In a knockout tournament $2^n$ equally skilled players;$S_1,S_2,...,S_{2^n}$ are participating.In each round players are divided in pair at random and winner from each pair moves in the next round.If $S_2$ reaches the semi-final then the probability that $S_1$ wins the tournament is $\frac{1}{20}$.Find the value of $n.$
There will be $n$ rounds of the tournament because $2^n$ players are there.But i dont know how to solve further.Some help/hints are needed.Thanks.
There isn't enough information to answer the question, since we don't know the probabilities of the players winning their games. I'll assume that the outcomes of all games are independent and either player has a $50\%$ chance of winning each game.

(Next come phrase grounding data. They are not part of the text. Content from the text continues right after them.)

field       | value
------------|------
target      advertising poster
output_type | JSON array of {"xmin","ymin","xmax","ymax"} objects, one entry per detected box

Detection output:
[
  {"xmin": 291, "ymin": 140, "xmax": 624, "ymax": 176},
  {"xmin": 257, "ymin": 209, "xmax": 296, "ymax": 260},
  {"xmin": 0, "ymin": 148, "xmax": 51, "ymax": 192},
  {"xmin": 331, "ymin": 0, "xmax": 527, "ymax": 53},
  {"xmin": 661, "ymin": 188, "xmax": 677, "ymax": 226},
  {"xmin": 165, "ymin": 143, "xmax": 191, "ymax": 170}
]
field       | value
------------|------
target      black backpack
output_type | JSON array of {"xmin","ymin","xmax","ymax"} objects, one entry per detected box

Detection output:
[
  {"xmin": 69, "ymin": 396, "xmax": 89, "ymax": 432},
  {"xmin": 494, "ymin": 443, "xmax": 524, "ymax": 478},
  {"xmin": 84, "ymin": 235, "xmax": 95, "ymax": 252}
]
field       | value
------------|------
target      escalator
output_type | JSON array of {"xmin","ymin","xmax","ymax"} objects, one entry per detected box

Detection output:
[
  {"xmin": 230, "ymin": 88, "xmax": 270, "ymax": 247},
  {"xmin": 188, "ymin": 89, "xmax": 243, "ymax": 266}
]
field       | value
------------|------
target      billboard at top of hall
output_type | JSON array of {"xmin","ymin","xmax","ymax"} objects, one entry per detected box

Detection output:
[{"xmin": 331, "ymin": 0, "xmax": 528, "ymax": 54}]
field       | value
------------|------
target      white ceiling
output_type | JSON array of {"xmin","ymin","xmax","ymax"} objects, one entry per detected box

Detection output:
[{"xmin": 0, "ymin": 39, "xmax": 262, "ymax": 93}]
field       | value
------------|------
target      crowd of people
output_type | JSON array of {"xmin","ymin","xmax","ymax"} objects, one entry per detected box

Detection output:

The probability that $S_2$ will win is $\frac14$. If she doesn't, every other player has the same chance.
Edit:
Here's a more explicit solution. The probability that $S_2$ will win is $\frac14$, since she reached the semifinal. Thus the probability that someone else will win is $\frac34$. No-one else is special, so they all have the same probability to win. Since there are $2^n-1$ of them, the probability that one of them, $S_1$, wins is $\frac34\left(2^n-1\right)^{-1}$. Equating this to $\frac1{20}$ then yields $n$.
Hint: Four players reach the semi-final, each the winner of a tournament of $2^{n-2}$ players. $S_1$ cannot be in the same bracket as $S_2$, but is a random participant from the other three brackets.
Added: The chance that $S_1$ gets to the semis is $\frac 3{2^n-1}$ because the semi participants besides $S_2$ are chosen at random from the pool. The chance that $S_1$ wins is then $\frac 3{4(2^n-1)}=\frac 1{20}$, so $n=4$